Amongst certain Asian subgroups, the face is very wide particularly in its lower third which gives it a square facial contour/shape. Aesthetically this is not a desired facial shape as the lower face should be less wide than the upper face. As a result, reshaping of the jawline/mandible to make it more narrow has become very popular and is an ethnic form of facial bone plastic surgery.

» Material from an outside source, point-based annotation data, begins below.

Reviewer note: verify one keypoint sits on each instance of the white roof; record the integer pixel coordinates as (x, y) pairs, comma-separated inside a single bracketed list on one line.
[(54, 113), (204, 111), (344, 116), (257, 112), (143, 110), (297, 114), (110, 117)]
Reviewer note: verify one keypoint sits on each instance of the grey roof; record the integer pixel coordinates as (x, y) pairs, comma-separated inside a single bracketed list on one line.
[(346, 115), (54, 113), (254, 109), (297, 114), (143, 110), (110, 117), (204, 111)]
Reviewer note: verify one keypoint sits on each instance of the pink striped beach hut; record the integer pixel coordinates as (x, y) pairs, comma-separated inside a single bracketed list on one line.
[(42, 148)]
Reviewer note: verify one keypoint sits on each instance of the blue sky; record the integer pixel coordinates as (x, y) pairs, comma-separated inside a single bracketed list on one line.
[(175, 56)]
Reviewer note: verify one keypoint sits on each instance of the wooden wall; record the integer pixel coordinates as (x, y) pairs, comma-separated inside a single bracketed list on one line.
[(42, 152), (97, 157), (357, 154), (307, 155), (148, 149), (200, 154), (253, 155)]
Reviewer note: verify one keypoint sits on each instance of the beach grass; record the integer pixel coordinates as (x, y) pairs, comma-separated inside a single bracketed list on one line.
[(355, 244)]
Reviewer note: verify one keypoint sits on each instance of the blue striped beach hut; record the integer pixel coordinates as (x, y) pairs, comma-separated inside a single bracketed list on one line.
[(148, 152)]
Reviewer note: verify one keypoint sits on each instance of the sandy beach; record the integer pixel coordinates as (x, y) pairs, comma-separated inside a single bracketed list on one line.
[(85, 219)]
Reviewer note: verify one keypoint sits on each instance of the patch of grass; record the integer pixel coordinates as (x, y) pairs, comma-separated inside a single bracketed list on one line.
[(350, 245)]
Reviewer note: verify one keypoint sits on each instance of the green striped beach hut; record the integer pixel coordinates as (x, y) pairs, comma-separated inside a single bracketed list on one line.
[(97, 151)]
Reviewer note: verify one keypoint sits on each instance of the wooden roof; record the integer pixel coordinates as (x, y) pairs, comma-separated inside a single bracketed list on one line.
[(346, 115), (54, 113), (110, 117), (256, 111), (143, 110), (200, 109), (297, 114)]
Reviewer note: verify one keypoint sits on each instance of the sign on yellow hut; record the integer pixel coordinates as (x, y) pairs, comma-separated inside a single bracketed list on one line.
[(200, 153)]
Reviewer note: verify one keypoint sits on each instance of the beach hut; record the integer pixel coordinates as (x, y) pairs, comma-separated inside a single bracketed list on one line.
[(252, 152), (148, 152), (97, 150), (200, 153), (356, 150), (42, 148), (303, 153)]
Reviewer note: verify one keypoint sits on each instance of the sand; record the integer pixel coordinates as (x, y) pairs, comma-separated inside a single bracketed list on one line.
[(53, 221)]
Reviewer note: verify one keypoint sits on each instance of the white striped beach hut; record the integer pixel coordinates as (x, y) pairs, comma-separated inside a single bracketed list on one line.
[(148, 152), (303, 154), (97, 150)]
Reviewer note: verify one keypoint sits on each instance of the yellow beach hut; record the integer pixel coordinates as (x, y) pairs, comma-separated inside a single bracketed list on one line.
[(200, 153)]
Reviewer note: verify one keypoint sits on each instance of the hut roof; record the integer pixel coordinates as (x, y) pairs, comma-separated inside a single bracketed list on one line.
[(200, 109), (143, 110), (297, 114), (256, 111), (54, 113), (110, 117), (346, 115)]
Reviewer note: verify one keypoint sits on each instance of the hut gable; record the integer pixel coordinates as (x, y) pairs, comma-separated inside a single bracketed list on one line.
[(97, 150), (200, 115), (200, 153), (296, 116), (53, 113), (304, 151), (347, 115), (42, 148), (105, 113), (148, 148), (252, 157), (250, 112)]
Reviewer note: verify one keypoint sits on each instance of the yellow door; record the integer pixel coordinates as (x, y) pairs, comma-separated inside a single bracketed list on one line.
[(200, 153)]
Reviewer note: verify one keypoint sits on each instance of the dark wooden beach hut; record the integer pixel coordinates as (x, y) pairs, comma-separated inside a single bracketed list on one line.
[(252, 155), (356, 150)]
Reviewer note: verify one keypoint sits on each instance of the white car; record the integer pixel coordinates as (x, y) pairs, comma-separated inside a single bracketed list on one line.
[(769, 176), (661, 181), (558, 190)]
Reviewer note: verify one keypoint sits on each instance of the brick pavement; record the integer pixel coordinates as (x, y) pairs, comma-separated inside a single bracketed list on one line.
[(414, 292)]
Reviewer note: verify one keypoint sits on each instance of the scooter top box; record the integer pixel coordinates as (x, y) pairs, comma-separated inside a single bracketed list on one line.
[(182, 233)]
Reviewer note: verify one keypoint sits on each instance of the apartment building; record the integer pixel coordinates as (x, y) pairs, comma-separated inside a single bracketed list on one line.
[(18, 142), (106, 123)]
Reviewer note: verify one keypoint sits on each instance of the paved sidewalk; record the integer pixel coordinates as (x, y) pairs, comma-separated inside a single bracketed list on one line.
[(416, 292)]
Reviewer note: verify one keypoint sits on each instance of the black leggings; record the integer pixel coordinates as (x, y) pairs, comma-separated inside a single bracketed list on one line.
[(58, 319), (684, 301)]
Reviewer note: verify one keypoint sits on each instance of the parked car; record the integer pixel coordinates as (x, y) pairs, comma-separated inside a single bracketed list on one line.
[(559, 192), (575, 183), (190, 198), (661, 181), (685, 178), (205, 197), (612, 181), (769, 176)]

Historically jawline rehaping in Asians was done as a simple jaw angle reduction. Besides loss of the shape of the jaw angle, such an approach does not take into account the entire jawline and does not create the best jawline shape change. It neglects the front two-thirds of the jawline and is not usually a completely satisfying procedure as a stand alone procedure.
A comprehensive article providing a contemporary surgical approach to Asian jawline reshaping appeared in the January 2013 issue of Journal of Plastic, Reconstructive and Aesthetic Surgery entitled ‘How To Achieve A Balanced And Delicate Lower Third Of The Face In Orientals By Mandibular Contouring’. The entire jawline is seen from the perspective of an overall change of the lower third of the face. The goal is to change the slope of the jawline from the Gonion (jaw angle) to the Gnathion (chin) to form a sloping curve. This involves a three step approach which includes a mandibular outer cortex split ostectomy, the mandibular V-line ostectomy and a narrowing sliding genioplasty.
The mandibular outer cortex split ostectomy removes the outer portion of the jaw angle area, very much like a reverse sagittal split osteotomy. This is done by using a reciprocating saw and an osteotome. This thins the bony jaw angle but keeps its shape without creating an amputation effect or severe loss of the jaw angle slope.
The mandibular V-line ostectomy is a forward slanting resection from the jaw angle forward to below the mental nerve exit to the chin. The start of the ostectomy at the jaw angle determines the height of the jaw angle from the ear and the line of the ostectomy. As a general rule, the jaw angle point should be about 2 cms below the earlobe.
The chin is narrowed by using a standard sliding genioplasty. The downfractured chin segment is then split, bone removed in the middle and then put back together by plates and screws and fixed to the upper chin bone segment. The vertical height of the chin can be lengthened by the bend of the fixation plates which often is aesthetically necessary. The sides of upper chin segments are then trimmed to avoid an hourglass effect.
This three-step bony reshaping approach to the jaw line is comprehensive and makes the whole jaw more narrow and tapered from the front view. Not every patient will need all three bony areas treated and preoperative assessment by x-rays can be extremely helpful in determining what and how much can and should be done.